No obstante, la soga se la pusieron en el cuello cuando hicieron la distinción con los concesionarios de telefonía móvil cuyos títulos de concesión fueron otorgados antes de la entrada en vigor de la LFT, así como de aquellos que prestan el servicio de radiocomunicación especializada de flotillas. Para este tipo de concesionarios se estableció que, a efecto de que pudieran prestar el servicio de televisión (por decirlo de una manera simplificada), se debería emitir un acuerdo específico que permitiera tal circunstancia.

Al recibir esta respuesta, la Cofemer, de manera acertada y en cumplimiento del mandato que tiene establecido por ley, le requirió a la SCT determinar el plazo en el que emitiría el acuerdo específico, advirtiéndole que, en caso de no emitir el acuerdo adicional en comento antes de que concluya la presente administración, o si emitido éste no cubre todas las redes públicas de telecomunicaciones del país, conllevaría el incumplimiento el acuerdo presidencial del 11 de agosto de 2005, además de que se traduciría en un acuerdo que no genera el máximo beneficio para la sociedad en los términos prescritos por el artículo 69-E de la Ley Federal de Procedimiento Administrativo.

Esta acción conllevaría el incumplimiento a un mandato girado por el Presidente de la República, así como el incumplimiento de lo establecido en una ley.

Respecto a quienes serían los responsables, la respuesta está limitada a los servidores públicos de la SCT de la actual administración. No obstante, vale la pena investigar cuál será la sanción que les será aplicada. Lo anterior, tomando en consideración que tendrían que emitir el dichoso acuerdo en casi 80 días, situación que se antoja un poco complicada, atendiendo a la experiencia que ha llevado el proyecto de Acuerdo en comento, respecto al tiempo para su entrada en vigor.

Y ya que hablamos de la entrada en vigor del proyecto de Acuerdo, ése fue otro punto que le hizo ver la Cofemer a la SCT. El proyecto de Acuerdo original establecía que entraría en vigor 180 días después de su publicación en el DOF. Considerando las opiniones de las diferentes autoridades, la Cofemer sugirió a la SCT reconsiderar el plazo establecido, ya que, volviendo nuevamente al acuerdo presidencial, éste debía entrar en vigor antes de la conclusión del actual sexenio. Atendiendo a tal recomendación, la SCT bajó el plazo a 45 días, lo cual sería consistente con el acuerdo presidencial, siempre y cuando sea publicado en el DOF en septiembre…, ¿será?

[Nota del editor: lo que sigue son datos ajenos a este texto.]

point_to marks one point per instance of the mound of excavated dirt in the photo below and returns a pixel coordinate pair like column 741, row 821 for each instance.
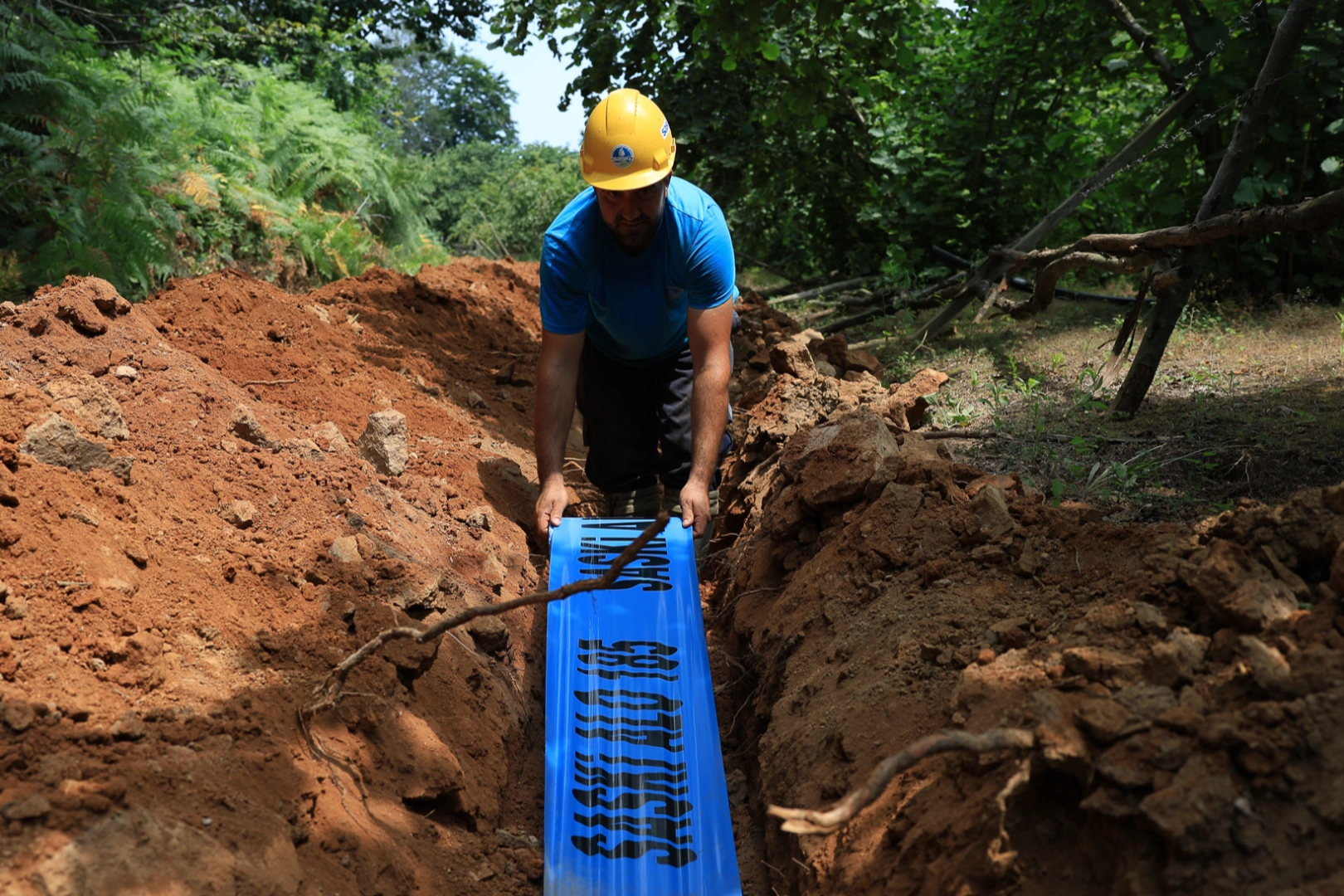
column 191, row 535
column 1188, row 713
column 212, row 497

Me llama la atención lo referente a la modificación que se debe hacer respecto a los títulos de concesión otorgados antes de la entrada en vigor de la LFT y, en particular, el de Telmex. Como apunta el dictamen de la Cofemer: cuando en un mismo ordenamiento legal existe un precepto general y uno particular, se deberá estar a lo dispuesto en el particular.

En el caso que nos ocupa, podemos ejemplificarlo con lo dispuesto por el artículo 7 fracción XII y Quinto Transitorio de la LFT. Si bien el primero de ellos otorga la facultad a la SCT de interpretar lo dispuesto en la propia ley y por ende modificar los títulos de concesión, también lo es que el artículo Quinto Transitorio es muy claro en cuanto a que “…las concesiones y permisos otorgados con anterioridad a la entrada en vigor de la presente ley se respetarán en los términos y condiciones consignados en los respectivos títulos hasta su término”.

Se deben modificar los títulos de concesión para permitir la prestación de los servicios de telefonía o televisión, respectivamente. Lo interesante será ver cómo se fijará la contraprestación a que tiene derecho el gobierno federal por tal situación, y en especial en el caso de Telmex, ya que, como lo dijo el Secretario de Hacienda, Francisco Gil, las posturas fijadas para la adquisición de dicha empresa en 1990, no consideraron la posibilidad de prestar servicios de televisión, ya que se lo prohibía la condición 1-9 de su título. Estaremos al pendiente.